TEMPO.CO, Jakarta - Meski sukses dalam operasi di Papua, lima perwira Tentara Nasional Indonesia (TNI) menolak kenaikan pangkat yang diberikan Panglima TNI Jenderal Gatot Nurmantyo. Kelimanya merupakan anggota satuan tugas pembebasan 344 warga Mimika, Papua, yang diduga dihalang-halangi aktivitasnya oleh Tentara Pembebasan Nasional Papua Barat-Organisasi Papua Merdeka (TPN-OPM).

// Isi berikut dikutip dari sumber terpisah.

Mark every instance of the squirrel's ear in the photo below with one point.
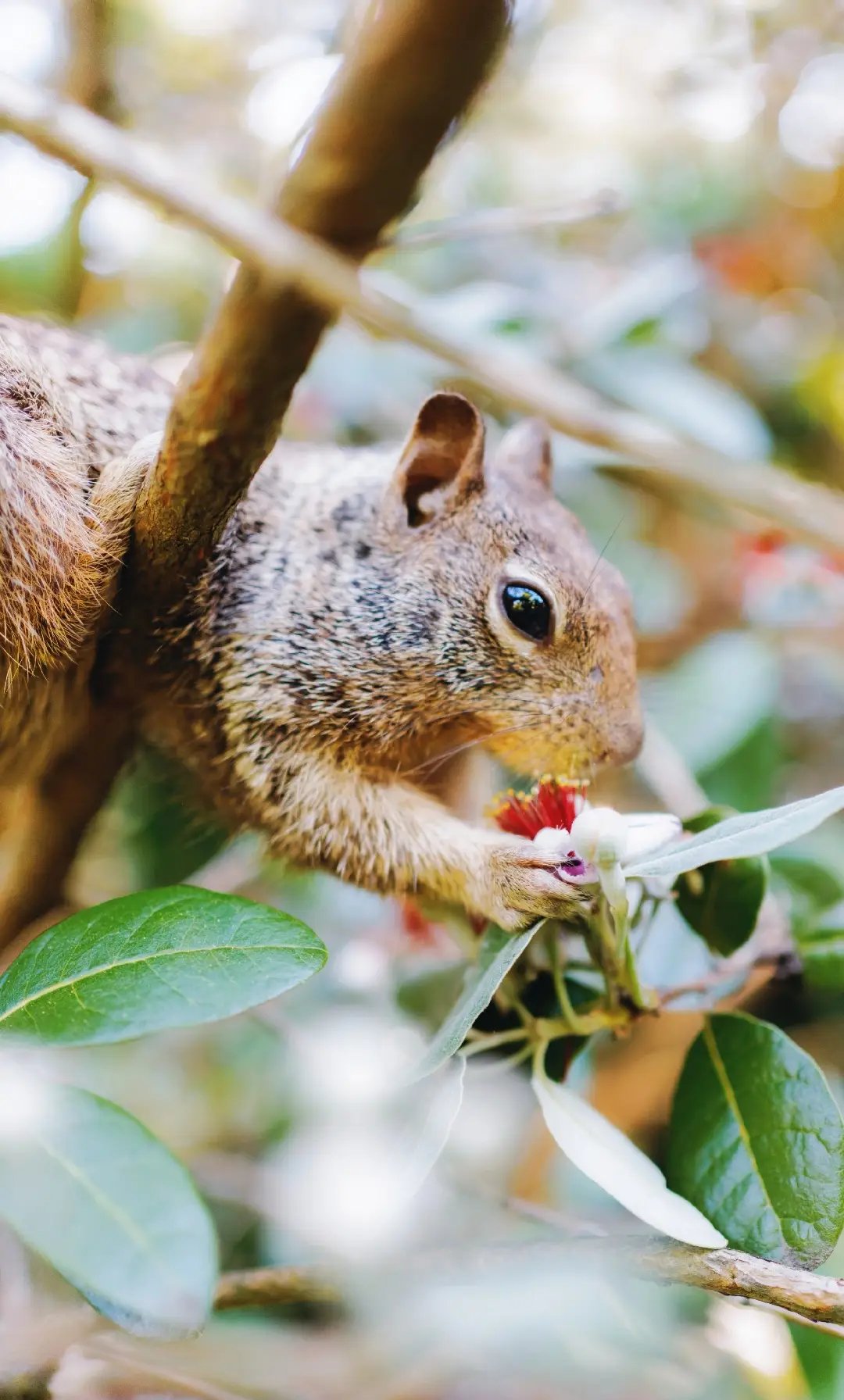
(525, 454)
(442, 455)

Kepala Penerangan Komando Daerah Militer XVII/Cendrawasih Letnan Kolonel Infantri M Aidi mengatakan bahwa lima perwira ini berkumpul dan bersepakat untuk tidak menerima kenaikan pangkat. “Mereka lapor Pangdam dan KASAD bahwa mereka tidak pantas menerimanya,” kata Aidi saat dihubungi Tempo di Jakarta, Minggu, 19 November 2017.
Baca juga: Warga Pendatang Desa Kimbely-Banti, Papua, Kembali ke Daerah Asal
Sebelumnya, pasukan gabungan dari TNI Polri berhasil membebaskan total 1.300 warga yang diduga aktivitasnya dihalangi TPN-OPM. Atas keberhasilan ini, Gatot kemudian memberikan penghargaan kepada 63 prajurit yang terlibat dalam pembebasan sandera.
Namun dari 63 prajurit, lima perwira menolak kenaikan pangkat tersebut. Mereka, kata Aidi, memiliki prinsip bahwa keberhasilan dalam tugas adalah hasil kerja anak buah, sedangkan kegagalan adalah tanggungjawab perwira. “Jadi yang dinaikkan pangkat hanya prajurit tantama dan bintara.”
Namun demikian, kata Aidi, markas besar TNI tetap memberikan penghargaan bagi kelima perwira ini berupa pendidikan khusus. Pendidikan ini diberikan untuk melanjutkan kompetensi dan pengembangan karir yang lebih tinggi. “Kalau dia punya kemampuan bahasa inggris yang bagus, bisa disekolahkan ke luar negeri,” kata Aidi.
Meski TNI mengklaim terjadi penyanderaan warga Papua, Tentara Pembebasan Nasional Papua Barat-Organisasi Papua Merdeka (TPN-OPM) menyatakan hal yang berbeda. Staf Markas Komando Daerah Militer III Timika TPN-OPM Hendrik Wanmang tegas membantah adanya dugaan penyanderaan tersebut. “Tidak benar ada penyanderaan,” kata Hendrik saat dihubungi Tempo di Jakarta, Minggu, 12 November 2017.